Use the proc freq procedure to create a cross tabulation of the original categorical variables for high blood pressure by their respective recoded variables. Use the where statement to select the participants who were age 20 years and older.  Do the same for education.  In addition, check to be certain that heart attack and stroke were recoded correctly.

proc means data =demo3_nh1 N min max ;
where n1bm0101 >= 20 ;
var n1bm0101;
class age3cat;
title 'Check if each age category contains the correct age range' ;

proc means data =demo3_nh1 N min max ;
where n1bm0101 >= 20 ;
var n1me0228;
class SBP;
title 'Check if SBP >=140 is defined correctly' ;

proc means data =demo3_nh1 N min max ;
where n1bm0101 >= 20 ;
var n1me0231;
class DBP;
title 'Check if DBP >=90 is defined correctly' ;

proc means data =demo3_nh1 N min max ;
where n1bm0101 >= 20 ;
var n1lb0237;
class HLP;
title 'Check if TC>=240 is defined correctly' ;

proc means data =demo3_nh1 N min max ;
where n1bm0101>=20 ;
var BMI;
title 'Check if BMI is calculated correctly' ;

run ;

Use the proc means procedure to calculate the mean, minimum, and maximum values for the original continuous variables. Use the where statement to select the participants who were age 20 years and older. The class statement will separate the original continuous variable into categories of the derived variables. This is done to check that coding of the derived variable, based on cut-off points of the continuous variable, is correct.   For BMI, no class statement is used because one continuous variable was created from two continuous variables.
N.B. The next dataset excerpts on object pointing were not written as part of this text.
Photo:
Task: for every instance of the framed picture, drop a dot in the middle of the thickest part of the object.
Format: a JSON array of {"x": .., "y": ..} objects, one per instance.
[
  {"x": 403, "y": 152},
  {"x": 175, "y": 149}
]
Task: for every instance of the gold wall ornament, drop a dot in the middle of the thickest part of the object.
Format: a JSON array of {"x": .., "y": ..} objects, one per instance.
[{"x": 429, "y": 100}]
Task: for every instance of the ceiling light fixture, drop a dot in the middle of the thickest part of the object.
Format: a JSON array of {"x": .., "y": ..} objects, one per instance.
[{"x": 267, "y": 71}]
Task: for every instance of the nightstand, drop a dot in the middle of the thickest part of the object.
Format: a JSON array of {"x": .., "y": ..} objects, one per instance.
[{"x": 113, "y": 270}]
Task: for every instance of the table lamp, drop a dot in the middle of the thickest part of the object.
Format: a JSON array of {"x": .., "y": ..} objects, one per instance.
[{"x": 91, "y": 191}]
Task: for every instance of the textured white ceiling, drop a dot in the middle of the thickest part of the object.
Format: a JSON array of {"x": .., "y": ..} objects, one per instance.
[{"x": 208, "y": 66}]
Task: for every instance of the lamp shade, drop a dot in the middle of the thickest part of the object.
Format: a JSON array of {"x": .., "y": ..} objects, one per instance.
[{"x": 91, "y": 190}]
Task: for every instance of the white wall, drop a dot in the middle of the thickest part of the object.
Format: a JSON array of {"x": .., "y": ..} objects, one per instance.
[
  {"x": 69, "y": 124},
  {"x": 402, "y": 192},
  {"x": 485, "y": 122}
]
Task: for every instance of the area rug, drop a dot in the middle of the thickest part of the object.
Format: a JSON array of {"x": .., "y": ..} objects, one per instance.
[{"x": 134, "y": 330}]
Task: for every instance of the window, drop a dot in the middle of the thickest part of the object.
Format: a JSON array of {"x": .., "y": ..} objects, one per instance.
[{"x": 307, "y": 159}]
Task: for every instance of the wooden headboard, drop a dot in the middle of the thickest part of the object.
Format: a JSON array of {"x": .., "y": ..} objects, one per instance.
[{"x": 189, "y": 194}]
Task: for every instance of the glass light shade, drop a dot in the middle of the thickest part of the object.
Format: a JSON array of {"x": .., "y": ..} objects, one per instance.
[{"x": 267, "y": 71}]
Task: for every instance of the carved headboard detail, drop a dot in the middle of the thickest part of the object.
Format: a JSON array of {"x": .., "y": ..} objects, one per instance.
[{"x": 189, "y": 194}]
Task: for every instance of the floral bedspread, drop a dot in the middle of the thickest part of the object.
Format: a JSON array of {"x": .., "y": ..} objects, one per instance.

Highlighted items comparing recoded or derived variables to original variables:

• The output from the frequency tables (proc freq) shows that the derived categorical variables were assigned correctly.  For example, 8,775 survey participants who were not taking medication for hypertension (n1ah0423=3), who had systolic blood pressures less than 140 (SBP = 0), and who had diastolic blood pressures less than 90 (DBP = 0) were all assigned to HBP = 0 (no high blood pressure).  Any observations with a "1" value for  SBP or DBP, or a value of "1 or 2" for n1ah0423 were assigned a value of "1" for the HBP derived variable, indicating the presence of conditions used to define high blood pressure.
• The output from the proc means procedure shows that the newly derived categorical variables were assigned correctly, based on the cut-off points of the original continuous variables.  For example, the derived categorical variable, age3cat, had values of "1," "2," and "3," which corresponds correctly to the selected cut-off points for age (20-39, 40-59, and 60-90) of the original continuous variable.